August 21, 2012, 12:00 PM — People who have been involved in the challenges of e-discovery for a while remember when email arrived on the scene nearly two decades ago. It changed the way people collaborate and left companies with mounds of digital information that was costly and time-consuming to sort through when litigation struck.
The arrival of social media is in many ways a repeat of those challenges. As was true of email, social media comes with new metadata and formats. But because of the similarities, there is an opportunity to avoid the mistakes made with email. One thing is clear: Companies that dive into social media without the right policies and solutions to govern usage will encounter information governance and e-discovery nightmares down the road.
With email, companies could plead ignorance about the e-discovery issues that arose. The digital revolution was new and case law and civil procedure rules were still in flux. With email as a precedent, however, companies cannot hide behind ignorance in the case of social media. Instead, they can get ahead of social media by putting in place governance policies, processes and tools to ensure that the email history lesson informs these new methods of collaboration.
Social media have seen widespread adoption. In order to avoid the mistakes made in the email generation, companies must figure out ways to best collect and preserve social-media content in the event it is needed for e-discovery. Today, this practice is extremely immature.
Recently, the eDJ Group conducted a survey on "The Cloud and eDiscovery" that looked at the experiences e-discovery professionals have had with collecting and preserving information from cloud-based sources such as Amazon, Rackspace and social-media publishers. At most, only 15% of the respondents indicated that they have had to collect from a popular social-media service. But that figure will surely rise.
Technological methods for collection and preservation
When it comes to the collection and preservation of social-media content, companies have several choices of technological methods, each with distinct pros and cons.

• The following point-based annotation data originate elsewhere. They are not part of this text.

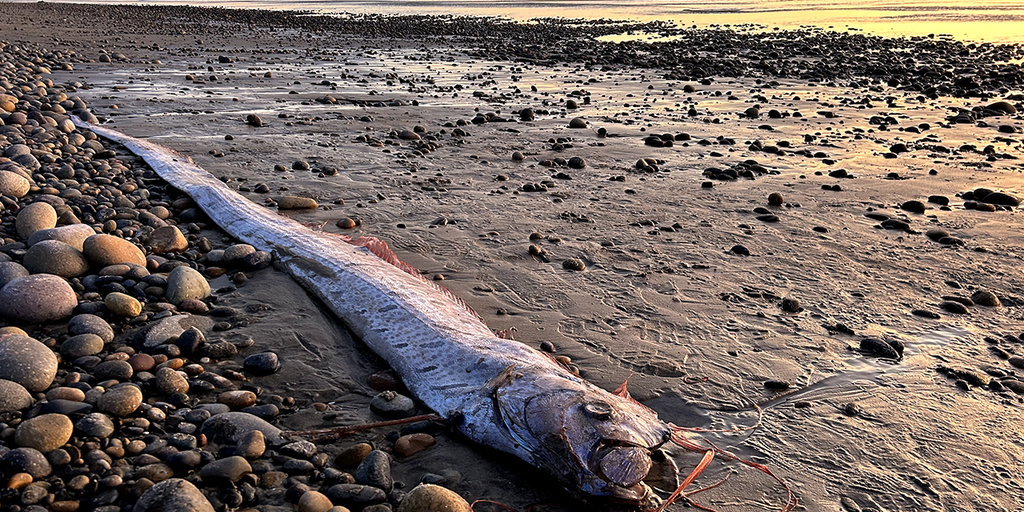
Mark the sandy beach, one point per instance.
(822, 224)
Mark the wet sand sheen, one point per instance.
(667, 297)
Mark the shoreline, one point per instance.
(698, 285)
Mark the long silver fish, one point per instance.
(497, 391)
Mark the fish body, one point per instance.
(496, 391)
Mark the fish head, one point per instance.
(599, 444)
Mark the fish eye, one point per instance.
(598, 410)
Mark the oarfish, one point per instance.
(496, 391)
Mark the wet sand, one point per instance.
(667, 299)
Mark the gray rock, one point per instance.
(38, 298)
(26, 460)
(90, 324)
(80, 345)
(376, 470)
(229, 427)
(27, 361)
(73, 235)
(173, 495)
(10, 270)
(120, 400)
(185, 283)
(13, 396)
(94, 425)
(35, 217)
(229, 468)
(171, 328)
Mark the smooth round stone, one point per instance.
(13, 184)
(26, 460)
(116, 370)
(238, 399)
(167, 240)
(413, 443)
(44, 432)
(10, 270)
(313, 501)
(229, 468)
(13, 396)
(81, 345)
(229, 427)
(38, 298)
(90, 324)
(186, 283)
(264, 363)
(429, 498)
(169, 381)
(251, 445)
(107, 250)
(123, 304)
(94, 425)
(173, 495)
(121, 400)
(73, 235)
(27, 361)
(233, 255)
(35, 217)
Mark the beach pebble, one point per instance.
(13, 184)
(237, 399)
(413, 443)
(353, 494)
(10, 270)
(251, 445)
(35, 217)
(73, 235)
(229, 468)
(296, 203)
(392, 406)
(44, 432)
(173, 495)
(167, 239)
(27, 361)
(186, 283)
(123, 304)
(120, 400)
(107, 250)
(81, 345)
(263, 363)
(94, 425)
(229, 427)
(169, 381)
(38, 298)
(26, 460)
(375, 470)
(429, 498)
(13, 396)
(985, 298)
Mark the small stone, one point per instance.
(167, 240)
(229, 468)
(120, 400)
(35, 217)
(352, 456)
(38, 298)
(413, 443)
(185, 283)
(173, 495)
(123, 304)
(13, 396)
(44, 432)
(27, 361)
(429, 498)
(296, 203)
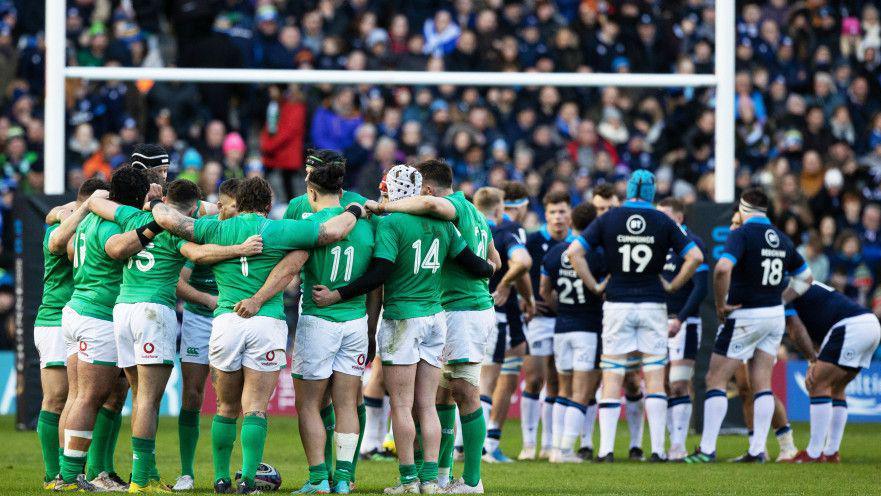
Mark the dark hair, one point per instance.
(556, 197)
(755, 197)
(436, 172)
(515, 190)
(230, 187)
(328, 178)
(89, 186)
(183, 193)
(129, 186)
(254, 195)
(583, 215)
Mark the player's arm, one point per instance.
(187, 292)
(424, 205)
(281, 275)
(210, 254)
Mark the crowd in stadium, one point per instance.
(808, 122)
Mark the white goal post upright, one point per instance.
(57, 72)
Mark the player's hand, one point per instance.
(324, 297)
(251, 246)
(673, 327)
(246, 308)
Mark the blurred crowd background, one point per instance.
(808, 116)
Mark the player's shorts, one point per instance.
(195, 332)
(749, 329)
(467, 335)
(577, 351)
(322, 347)
(406, 341)
(257, 343)
(540, 336)
(49, 341)
(92, 338)
(629, 327)
(851, 342)
(146, 334)
(684, 345)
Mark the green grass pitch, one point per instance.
(21, 466)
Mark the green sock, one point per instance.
(408, 473)
(428, 472)
(223, 436)
(143, 460)
(253, 440)
(318, 473)
(47, 432)
(473, 436)
(71, 467)
(101, 432)
(447, 416)
(362, 420)
(188, 435)
(328, 417)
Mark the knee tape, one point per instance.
(653, 362)
(512, 365)
(681, 373)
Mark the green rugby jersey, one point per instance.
(299, 208)
(238, 279)
(418, 246)
(96, 276)
(336, 265)
(461, 290)
(57, 284)
(150, 276)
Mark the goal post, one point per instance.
(723, 80)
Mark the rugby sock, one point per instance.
(223, 436)
(821, 419)
(100, 437)
(573, 423)
(634, 411)
(447, 416)
(473, 433)
(679, 409)
(529, 413)
(656, 411)
(763, 410)
(328, 418)
(609, 411)
(836, 427)
(188, 435)
(362, 422)
(547, 422)
(590, 417)
(253, 441)
(346, 448)
(374, 424)
(47, 432)
(715, 408)
(143, 460)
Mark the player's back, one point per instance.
(57, 283)
(336, 265)
(419, 247)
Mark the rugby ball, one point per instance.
(266, 479)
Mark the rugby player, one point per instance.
(538, 364)
(684, 321)
(246, 354)
(748, 282)
(846, 335)
(409, 259)
(635, 238)
(577, 345)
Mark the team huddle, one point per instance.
(441, 291)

A Web crawler is a computer program that periodically browses the Web (in this case, a social-media URL). The crawler creates a copy of the page to be stored for processing into a preservation repository. Companies can set up Web crawlers to capture content from social-media sites at various intervals. Most of these systems store social-media content as static Web pages. However, Web crawling does not necessarily create a forensic capture of a Web page in its full context and therefore may not be sufficient in certain types of cases.

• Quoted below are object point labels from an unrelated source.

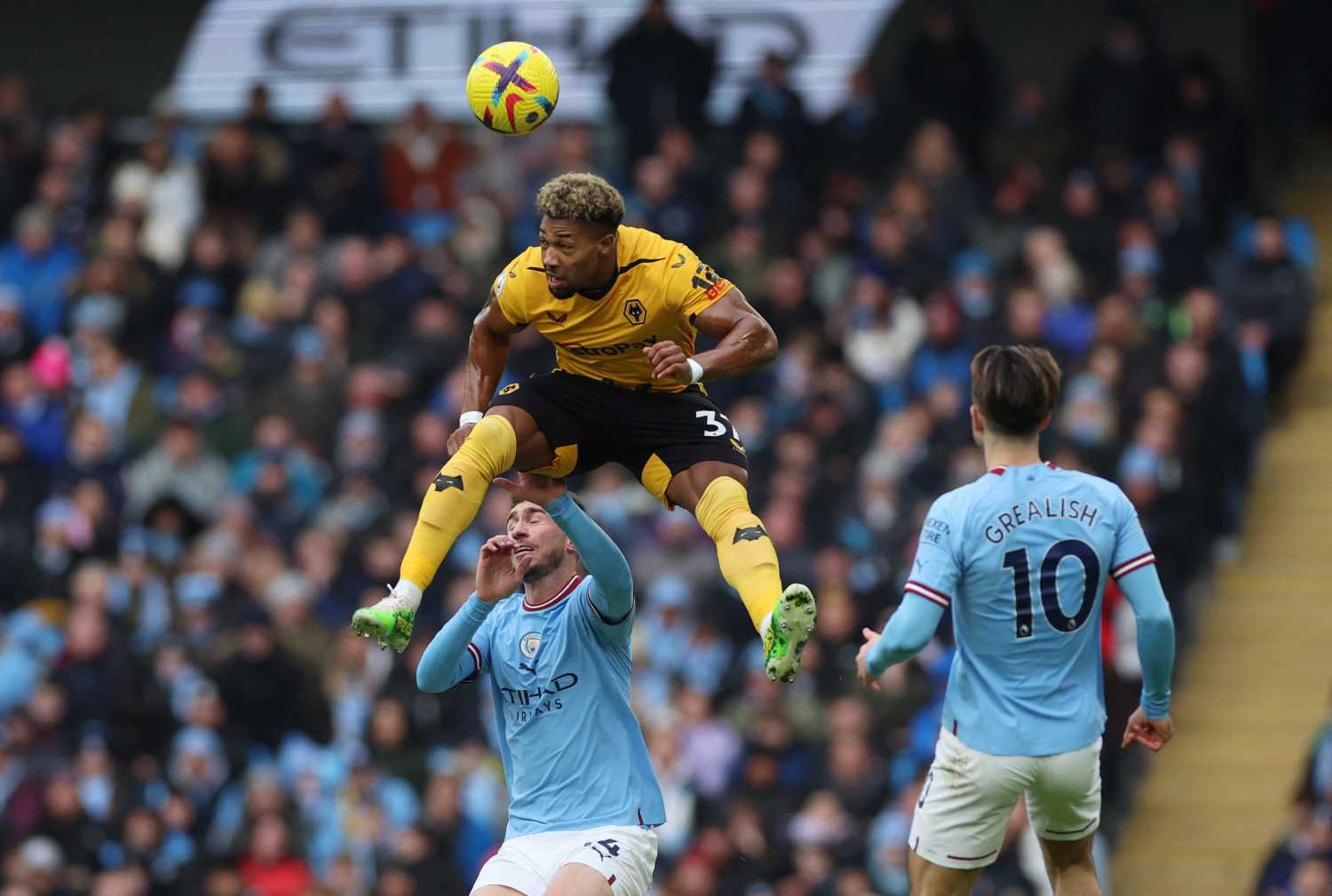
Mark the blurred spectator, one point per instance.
(164, 192)
(423, 159)
(39, 266)
(1271, 298)
(658, 76)
(1116, 88)
(950, 75)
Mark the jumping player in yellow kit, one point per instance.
(622, 308)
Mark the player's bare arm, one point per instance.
(488, 352)
(745, 343)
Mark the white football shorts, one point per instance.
(625, 855)
(969, 797)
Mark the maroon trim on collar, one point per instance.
(549, 602)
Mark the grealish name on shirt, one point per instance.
(1042, 509)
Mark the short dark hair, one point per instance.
(1015, 386)
(517, 501)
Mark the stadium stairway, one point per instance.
(1254, 685)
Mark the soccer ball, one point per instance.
(513, 87)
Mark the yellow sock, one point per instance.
(453, 501)
(743, 550)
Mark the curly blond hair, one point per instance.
(581, 197)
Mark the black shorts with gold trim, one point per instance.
(654, 434)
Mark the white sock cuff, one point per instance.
(410, 591)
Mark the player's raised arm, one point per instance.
(1135, 573)
(488, 352)
(452, 655)
(745, 343)
(934, 579)
(612, 581)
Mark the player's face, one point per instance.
(575, 255)
(537, 534)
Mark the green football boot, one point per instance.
(389, 622)
(788, 630)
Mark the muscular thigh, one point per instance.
(557, 421)
(677, 442)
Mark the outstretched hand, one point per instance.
(500, 570)
(1153, 733)
(862, 659)
(532, 486)
(669, 362)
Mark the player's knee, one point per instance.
(1063, 856)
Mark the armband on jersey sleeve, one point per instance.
(509, 295)
(693, 284)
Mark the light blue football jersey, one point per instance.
(572, 747)
(1022, 557)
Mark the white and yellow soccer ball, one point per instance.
(513, 87)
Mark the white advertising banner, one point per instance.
(383, 56)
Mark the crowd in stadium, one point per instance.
(229, 364)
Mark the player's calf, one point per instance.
(786, 631)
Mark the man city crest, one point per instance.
(529, 643)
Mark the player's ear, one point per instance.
(978, 420)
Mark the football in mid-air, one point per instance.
(513, 87)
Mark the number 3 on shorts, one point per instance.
(717, 424)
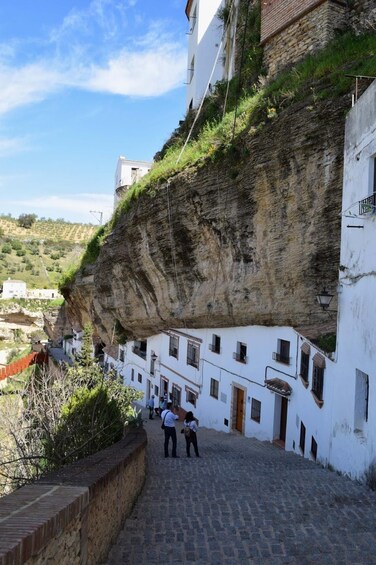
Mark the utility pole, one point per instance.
(98, 215)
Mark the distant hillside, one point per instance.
(48, 229)
(40, 254)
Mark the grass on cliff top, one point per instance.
(318, 77)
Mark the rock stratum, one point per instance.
(248, 239)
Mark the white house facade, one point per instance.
(274, 383)
(14, 289)
(43, 293)
(127, 173)
(72, 343)
(353, 424)
(267, 383)
(210, 49)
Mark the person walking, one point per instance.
(190, 433)
(168, 421)
(161, 406)
(151, 407)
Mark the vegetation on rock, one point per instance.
(38, 254)
(59, 416)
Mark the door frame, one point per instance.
(237, 417)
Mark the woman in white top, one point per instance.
(190, 433)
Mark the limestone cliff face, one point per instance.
(249, 239)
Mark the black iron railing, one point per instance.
(368, 205)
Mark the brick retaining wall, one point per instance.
(307, 34)
(72, 516)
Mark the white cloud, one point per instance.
(77, 207)
(147, 73)
(31, 83)
(11, 146)
(151, 65)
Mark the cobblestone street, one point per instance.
(243, 502)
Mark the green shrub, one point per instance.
(90, 422)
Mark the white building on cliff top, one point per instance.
(210, 51)
(18, 289)
(274, 383)
(127, 173)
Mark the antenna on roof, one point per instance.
(98, 215)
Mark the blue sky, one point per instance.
(82, 82)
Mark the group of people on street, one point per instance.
(162, 405)
(169, 418)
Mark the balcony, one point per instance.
(240, 357)
(193, 362)
(368, 205)
(281, 358)
(138, 351)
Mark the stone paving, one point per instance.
(247, 502)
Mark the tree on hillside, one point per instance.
(26, 220)
(58, 417)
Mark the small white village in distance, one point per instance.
(18, 289)
(275, 383)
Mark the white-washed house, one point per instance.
(72, 343)
(127, 173)
(14, 289)
(210, 49)
(353, 419)
(267, 383)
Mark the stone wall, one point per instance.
(279, 14)
(311, 32)
(248, 239)
(362, 16)
(72, 516)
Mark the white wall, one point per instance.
(357, 304)
(212, 412)
(128, 172)
(13, 289)
(203, 43)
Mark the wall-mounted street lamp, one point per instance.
(324, 298)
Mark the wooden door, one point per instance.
(239, 406)
(283, 422)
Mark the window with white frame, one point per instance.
(176, 396)
(282, 354)
(193, 20)
(191, 396)
(304, 363)
(302, 437)
(256, 410)
(241, 352)
(318, 377)
(173, 349)
(191, 70)
(193, 354)
(361, 400)
(215, 345)
(313, 448)
(214, 388)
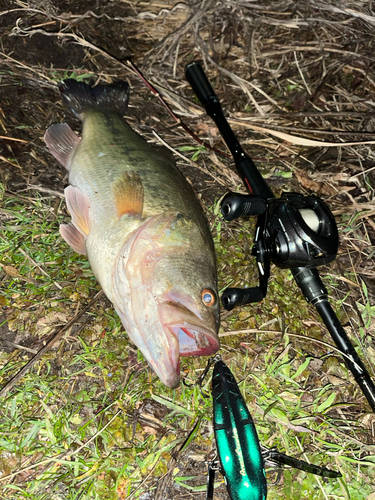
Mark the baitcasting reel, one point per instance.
(292, 231)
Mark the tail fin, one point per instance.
(80, 97)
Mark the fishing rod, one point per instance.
(242, 459)
(294, 232)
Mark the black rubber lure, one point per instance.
(236, 439)
(242, 457)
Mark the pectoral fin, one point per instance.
(78, 205)
(128, 194)
(73, 237)
(62, 142)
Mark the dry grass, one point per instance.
(297, 81)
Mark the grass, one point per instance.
(72, 428)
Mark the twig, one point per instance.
(173, 115)
(12, 382)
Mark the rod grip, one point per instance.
(200, 84)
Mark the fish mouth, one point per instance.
(182, 319)
(194, 340)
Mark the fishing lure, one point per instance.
(241, 456)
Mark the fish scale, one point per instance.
(142, 228)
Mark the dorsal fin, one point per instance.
(62, 142)
(81, 97)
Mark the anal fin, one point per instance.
(73, 237)
(62, 142)
(128, 194)
(78, 205)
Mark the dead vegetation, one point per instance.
(297, 82)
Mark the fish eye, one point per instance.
(208, 297)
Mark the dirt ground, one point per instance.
(305, 69)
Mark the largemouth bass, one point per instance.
(142, 228)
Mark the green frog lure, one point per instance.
(241, 456)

Companies can set up programs that will essentially take a screenshot, or screen scrape, of a Web page and then store that image as a record of the page at that point in time. In most cases, the image will be converted to a PDF (or similar) file so that it can be indexed and searched within a preservation repository. A screenshot, though, is not a full capture of the information in a Web page. It lacks metadata and other context that may be important depending on the matter.
Publisher application programming interfaces
The major social-media publishers have APIs that third parties can write to in order to enable collection directly from the publisher. By writing to an API, it is possible to capture all of the data and metadata that the publisher makes available -- for example, a Facebook page -- and then map that data back into a preservation repository. A major consideration with the API method is bandwidth; social-media sites create massive volumes of content. In 2011, content aggregator Gnip estimated that Twitter created 35MB per second of sustained network traffic. That is a lot of content to ingest. It is wise to use third-party applications that connect to the social-media publishers directly.
There are many ways to execute an API collection approach. Many third-party vendors build connectors to social-media publishers and then provide applications that allow customers to collect and preserve as needed. One approach is to have employees authorize the enablement of an application that sits on the social-media site and have that application monitor and collect all information. This can be done automatically at the company firewall and gives the company an opportunity to restate policies and capture login information with informed consent of users. This practice has user privacy implications that should be carefully evaluated by counsel, especially for global corporations with users/customers located in foreign countries with strong privacy protections.
In the context of collecting and preserving social media, a proxy approach is one where a company requires employees to interface with social media through a proxy server so that interactions can be monitored and captured.
The most comprehensive approach to social-media collection and preservation would combine the API and proxy methods. Doing so would ensure complete capture of all of a user's social-media content. But this approach is probably overkill for any but the most highly regulated organizations (and even then, it will only be a small subset of employees in regulated companies that need to be monitored so closely).